Bethan McKernan reports for the Guardian about Turkey’s mission to preserve its fairy tales:
The oral folktales of the Anatolian plateau are a remarkable blend of storytelling motifs and traditions, drawing on the Arabian Nights and Brothers Grimm, as well as Kurdish, Persian, Slavonic, Jewish and Romanian influences. Dr Ignatuis Kunos, a Hungarian Turkologist who was one of the first academics to collect and write some of them down in the 1880s, compared the treasures of Turkish folklore to “precious stones lying neglected in the byways of philology for want of gleaners to gather them in”.
He worried that the steady creep of modernisation – particularly the railway – would erode Anatolia’s cultural heritage. Happily, more than a century later, the oral storytelling tradition has survived, and a mammoth academic project called Masal is collecting and indexing a goal of 10,000 stories to preserve for future generations.
Members of the public and academics from university literature departments around the country can submit a fairytale to Masal’s online portal, where it is then examined by three rounds of researchers and language editors. The project is funded by the Atatürk Cultural Centre in what is the first undertaking of its kind in Turkey.
The stories are indexed according to which of seven regions they are from and which of five different types of stories: animal tales, magical or extraordinary tales, realistic tales and humorous tales.
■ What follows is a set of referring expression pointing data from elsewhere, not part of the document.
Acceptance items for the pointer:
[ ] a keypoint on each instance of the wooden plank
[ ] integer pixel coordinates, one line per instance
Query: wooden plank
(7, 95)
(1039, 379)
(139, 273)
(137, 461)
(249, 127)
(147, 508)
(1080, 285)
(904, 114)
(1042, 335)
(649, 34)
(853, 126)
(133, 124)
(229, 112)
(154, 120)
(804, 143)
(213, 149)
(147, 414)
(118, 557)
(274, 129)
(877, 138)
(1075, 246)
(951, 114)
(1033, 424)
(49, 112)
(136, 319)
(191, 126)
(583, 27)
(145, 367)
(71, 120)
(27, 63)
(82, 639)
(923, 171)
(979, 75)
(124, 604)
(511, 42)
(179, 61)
Zincirlemeli tales follow a strict formula, almost like a poem, in which characters and events at the beginning and end form mirror images.
There are often several different variants of one story, requiring painstaking cross-referencing to figure out how a tale can differ over time from one region to another: there are 20 different versions of Tın Tın Kabacık, about two little girls abandoned by their father, in the province of Muğla alone. Many stories and poems over the years have morphed into Turkish from original Kurdish, Laz, Armenian and Circassian versions.
If a submitted tale is approved it becomes part of Masal’s online database, which will eventually be available to the public. More than 3,300 tales have been collected from 77 different areas to date, and the project’s directors hope the corpus will be completed by February 2022.
This is the kind of thing of which I approve. Thanks, Trevor! (Incidentally, Turkish masal ‘fairy tale’ is from Arabic maṯal مثل; cf. Nişanyan.)